Inscription and Notes:
In the vault with Sarah Louisa Terrell, his daughter, and W. Eliza Terrell, his wife
[Inferior Court 1808-1810. Ga House of
Reps 1810-1813. U.S. Congress 1817-1821.
Ga State Senate 1847.]
William Terrell was a physician and planter and played an important role in the advance of Hancock County and Georgia agriculture. Terrell was a founder and first president of the Hancock Planters' Club and in 1854 donated $20,000 to the University of Georgia to endow the nation's first fully endowed professorship of agriculture. An earlier chair at Yale had an endowment of only $5000 (per Forrest Shivers, The Land Between, 1990, p. 80).

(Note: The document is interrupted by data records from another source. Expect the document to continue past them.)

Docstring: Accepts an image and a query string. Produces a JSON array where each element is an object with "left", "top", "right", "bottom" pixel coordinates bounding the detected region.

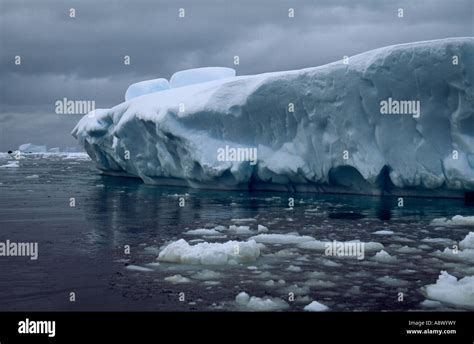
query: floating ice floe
[
  {"left": 459, "top": 232, "right": 474, "bottom": 250},
  {"left": 125, "top": 264, "right": 153, "bottom": 272},
  {"left": 191, "top": 270, "right": 222, "bottom": 281},
  {"left": 431, "top": 215, "right": 474, "bottom": 226},
  {"left": 250, "top": 234, "right": 316, "bottom": 244},
  {"left": 158, "top": 239, "right": 260, "bottom": 265},
  {"left": 423, "top": 271, "right": 474, "bottom": 309},
  {"left": 0, "top": 161, "right": 20, "bottom": 168},
  {"left": 372, "top": 230, "right": 395, "bottom": 235},
  {"left": 184, "top": 228, "right": 221, "bottom": 236},
  {"left": 373, "top": 250, "right": 397, "bottom": 263},
  {"left": 377, "top": 276, "right": 409, "bottom": 287},
  {"left": 165, "top": 275, "right": 191, "bottom": 284},
  {"left": 18, "top": 143, "right": 48, "bottom": 153},
  {"left": 303, "top": 301, "right": 329, "bottom": 312},
  {"left": 235, "top": 292, "right": 289, "bottom": 312},
  {"left": 433, "top": 232, "right": 474, "bottom": 263}
]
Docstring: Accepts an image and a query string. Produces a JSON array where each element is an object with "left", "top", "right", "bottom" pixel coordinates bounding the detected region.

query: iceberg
[
  {"left": 170, "top": 67, "right": 235, "bottom": 88},
  {"left": 72, "top": 37, "right": 474, "bottom": 197},
  {"left": 125, "top": 78, "right": 170, "bottom": 101}
]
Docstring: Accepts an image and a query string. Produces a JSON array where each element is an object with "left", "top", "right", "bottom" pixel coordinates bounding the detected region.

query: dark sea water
[{"left": 0, "top": 154, "right": 474, "bottom": 311}]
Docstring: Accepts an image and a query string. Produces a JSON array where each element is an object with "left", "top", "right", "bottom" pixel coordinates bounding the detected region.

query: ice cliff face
[{"left": 72, "top": 38, "right": 474, "bottom": 197}]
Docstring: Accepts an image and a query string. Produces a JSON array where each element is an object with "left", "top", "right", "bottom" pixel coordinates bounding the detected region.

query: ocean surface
[{"left": 0, "top": 154, "right": 474, "bottom": 311}]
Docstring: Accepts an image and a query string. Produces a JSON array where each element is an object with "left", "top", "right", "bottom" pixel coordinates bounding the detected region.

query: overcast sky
[{"left": 0, "top": 0, "right": 474, "bottom": 151}]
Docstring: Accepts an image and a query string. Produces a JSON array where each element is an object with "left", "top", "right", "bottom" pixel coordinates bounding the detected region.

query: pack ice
[{"left": 72, "top": 37, "right": 474, "bottom": 197}]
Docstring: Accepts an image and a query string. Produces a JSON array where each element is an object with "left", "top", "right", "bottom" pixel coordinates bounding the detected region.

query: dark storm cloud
[{"left": 0, "top": 0, "right": 474, "bottom": 150}]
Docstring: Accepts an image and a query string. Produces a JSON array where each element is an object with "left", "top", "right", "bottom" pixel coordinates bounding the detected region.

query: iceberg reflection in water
[{"left": 0, "top": 154, "right": 474, "bottom": 311}]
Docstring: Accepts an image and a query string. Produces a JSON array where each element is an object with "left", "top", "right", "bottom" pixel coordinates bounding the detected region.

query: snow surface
[
  {"left": 424, "top": 271, "right": 474, "bottom": 309},
  {"left": 125, "top": 78, "right": 170, "bottom": 101},
  {"left": 158, "top": 239, "right": 260, "bottom": 265},
  {"left": 72, "top": 38, "right": 474, "bottom": 197},
  {"left": 459, "top": 232, "right": 474, "bottom": 250},
  {"left": 303, "top": 301, "right": 329, "bottom": 312},
  {"left": 170, "top": 67, "right": 235, "bottom": 88},
  {"left": 18, "top": 143, "right": 48, "bottom": 153}
]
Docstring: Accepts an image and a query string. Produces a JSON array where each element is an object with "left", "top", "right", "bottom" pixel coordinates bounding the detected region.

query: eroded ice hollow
[{"left": 72, "top": 37, "right": 474, "bottom": 197}]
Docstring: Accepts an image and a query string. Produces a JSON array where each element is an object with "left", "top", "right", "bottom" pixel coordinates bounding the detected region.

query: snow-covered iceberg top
[{"left": 72, "top": 38, "right": 474, "bottom": 197}]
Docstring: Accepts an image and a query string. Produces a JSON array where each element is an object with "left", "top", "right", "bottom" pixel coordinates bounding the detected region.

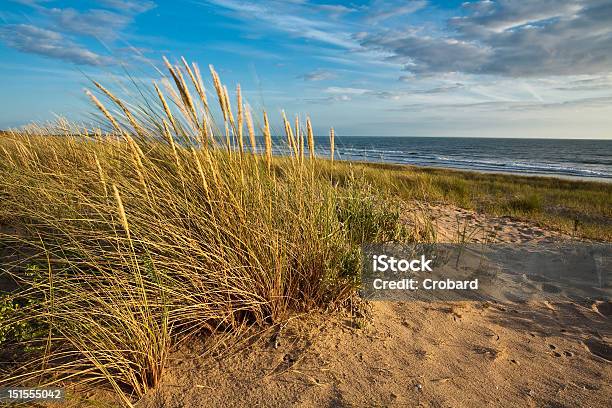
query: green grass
[
  {"left": 0, "top": 55, "right": 612, "bottom": 406},
  {"left": 0, "top": 59, "right": 432, "bottom": 406},
  {"left": 326, "top": 163, "right": 612, "bottom": 241}
]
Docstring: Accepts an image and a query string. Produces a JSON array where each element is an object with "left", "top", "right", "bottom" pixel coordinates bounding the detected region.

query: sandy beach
[{"left": 105, "top": 204, "right": 612, "bottom": 408}]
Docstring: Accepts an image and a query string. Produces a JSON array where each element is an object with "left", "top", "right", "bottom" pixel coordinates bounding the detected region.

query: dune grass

William Terrell also contributed financial support and was a member of the Board of Advisement for the Sparta Female Model School. Established in 1831, this school adopted teaching methods developed at the Rensselaer School (now Rensselaer Polytechnic) in Troy, New York, through which actual experiments and lectures were conducted by students. The Sparta Female Model School was initially quite successful and drew students from all over Georgia and even a few from Alabama and Florida, but financial and other difficulties forced its relocation to Fort Gaines, Georgia, in 1838. Terrell died in 1855, according to the plaque upon his tomb.
During the Civil War a four-gun battery from Hancock County fought in his honor as the Terrell Light Artillery. Terrell County, Georgia, bears his name.